The full rollout spanned six weeks. Major milestones included: 

  • Week 1–2: AgentPilot setup, Slack/Teams/Jira integration 

  • Week 3: Planning agent and Standup agent rollout 

  • Week 4–5: Review, Impediment, Retrospective agents 

  • Week 6: Reporting dashboards + full context memory bootstrapped 

Innovation and Best Practices 

AgentScrum leveraged AWS Well-Architected Framework pillars: Security (KMS + IAM), Reliability (auto-scaling EKS agents), Operational Excellence (CloudWatch metrics), and Cost Optimisation (on-demand Bedrock access). The use of Amazon Bedrock for prompt versioning and agent behaviour evaluation was a key differentiator. 
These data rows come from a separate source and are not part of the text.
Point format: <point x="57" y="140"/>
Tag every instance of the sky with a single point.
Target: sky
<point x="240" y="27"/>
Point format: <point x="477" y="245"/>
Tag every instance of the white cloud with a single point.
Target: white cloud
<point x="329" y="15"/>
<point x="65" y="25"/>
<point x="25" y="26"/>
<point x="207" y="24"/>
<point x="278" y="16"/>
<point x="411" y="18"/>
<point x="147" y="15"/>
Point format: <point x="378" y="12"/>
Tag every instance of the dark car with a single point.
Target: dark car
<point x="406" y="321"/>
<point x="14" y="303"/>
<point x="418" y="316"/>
The team also used an innovative multi-agent coordination pattern using LangGraph and Redis pub-sub channels to support long-running ceremonies. All agents ran stateless containers for resilience. DevOps pipelines pushed YAML-based agent updates with canary rollouts. 

Results and Benefits 

Business Outcomes and Success Metrics 

  • 60% reduction in Scrum Master time spent on facilitation and reporting 

  • 3x increase in sprint visibility for leadership through automated dashboards 

  • 42% decrease in planning cycle time due to WSJF auto-prioritisation 

  • 27% faster impediment resolution through agent-managed escalation 

  • Full compliance with SOC 2 audit requirements for agile delivery reporting 

  • ROI achieved in under 90 days from deployment 

Technical Benefits 

  • Burndown charts are auto-updated every 30 minutes via agent ingestion 

  • Cycle time variance reduced by 35% due to improved backlog hygiene 

  • Elastic agent scaling allowed support for 400+ developers across time zones 

  • Mem0 context memory enabled cross-sprint intelligence (e.g., repeat blockers) 
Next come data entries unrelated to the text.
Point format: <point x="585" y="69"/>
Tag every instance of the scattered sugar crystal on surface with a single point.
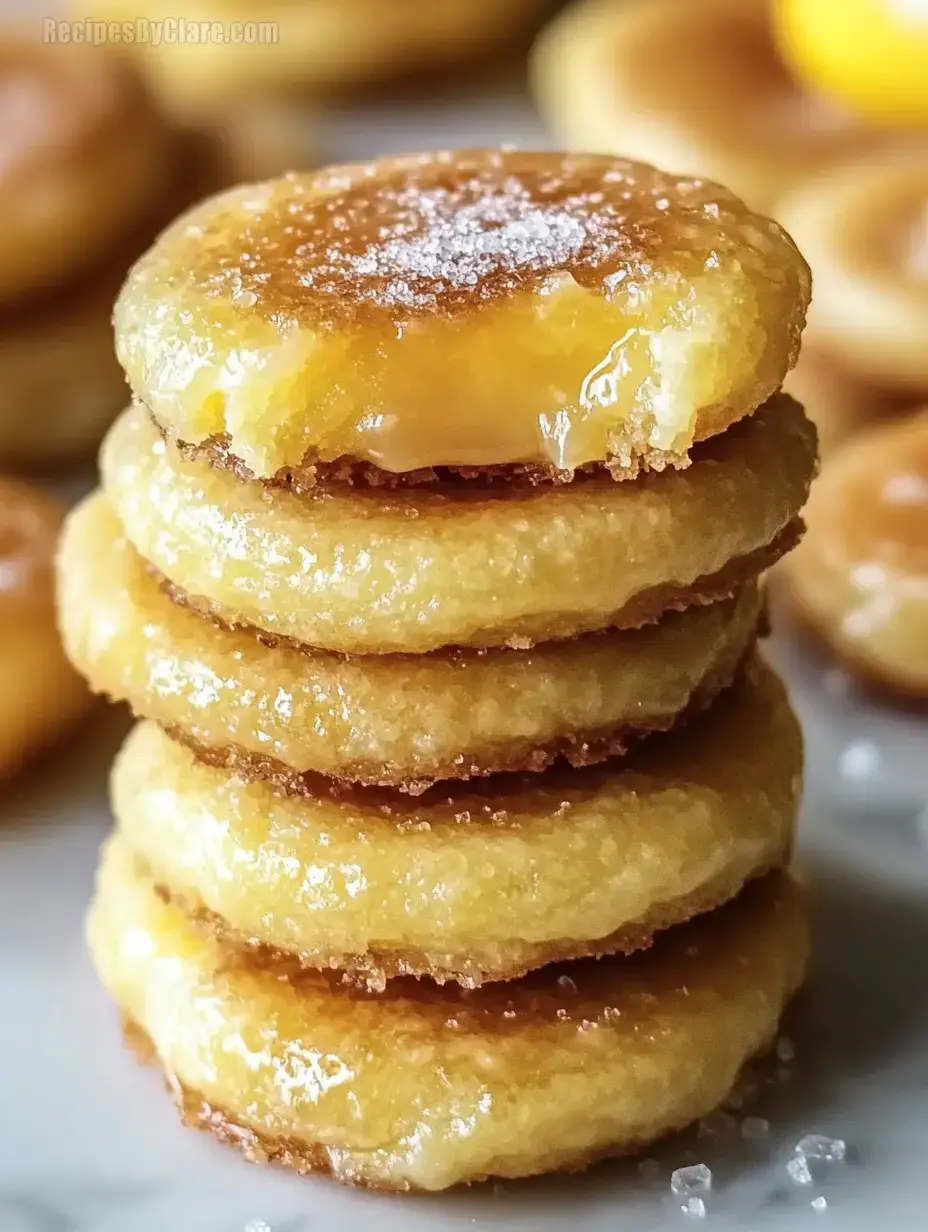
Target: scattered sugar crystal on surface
<point x="694" y="1207"/>
<point x="694" y="1179"/>
<point x="753" y="1129"/>
<point x="859" y="760"/>
<point x="820" y="1146"/>
<point x="799" y="1172"/>
<point x="785" y="1050"/>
  • RBAC enforcement with Cognito prevented data leakage between teams 

  • Git + Jira alignment led to 22% fewer orphaned tasks 

Lessons Learned 

Challenges Overcome 

  • Initial resistance from Scrum Masters used to manual facilitation was overcome by offering Slack-based transparency logs and reversible agent suggestions. 

  • Git integration had inconsistencies due to varied repo structures, resolved by mapping context anchors to project prefixes. 
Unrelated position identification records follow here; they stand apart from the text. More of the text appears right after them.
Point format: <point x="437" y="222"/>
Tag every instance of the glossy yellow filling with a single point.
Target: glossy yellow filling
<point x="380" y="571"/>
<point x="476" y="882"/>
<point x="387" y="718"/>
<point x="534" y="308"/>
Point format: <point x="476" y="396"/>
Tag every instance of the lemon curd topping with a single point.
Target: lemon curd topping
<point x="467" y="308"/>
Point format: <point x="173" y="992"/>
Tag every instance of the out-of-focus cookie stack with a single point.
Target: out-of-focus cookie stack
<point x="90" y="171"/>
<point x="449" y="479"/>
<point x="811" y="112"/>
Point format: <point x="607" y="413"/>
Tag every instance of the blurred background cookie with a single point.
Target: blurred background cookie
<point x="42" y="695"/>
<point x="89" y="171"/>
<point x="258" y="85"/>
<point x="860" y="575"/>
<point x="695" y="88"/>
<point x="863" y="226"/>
  • Prompt fatigue during retrospectives was fixed with context-aware summarisation agents that shortened ceremony length by 25%. 

Best Practices Identified 

  • Always start a pilot with high-coordination teams (e.g., tax compliance squads) 

  • Use DevOps to deploy agents via canary rollouts with rollback capability 

  • Incorporate user override buttons for every agent suggestion 

  • Align WSJF fields directly inside Jira for agent traceability 

  • Monitor sentiment via MS Teams metadata (reaction signals, read time) 

Future Plans 

They plan to expand AgentScrum to its QA and DevOps teams to automate regression review and deployment readiness checks. Upcoming integrations include ServiceNow and Figma. 

They also plan to implement cost-tracking agents using internal FinOps data via Athena queries. The ongoing partnership will include prompt tuning on Bedrock Titan and the introduction of sentiment-based team health dashboards via Amazon QuickSight.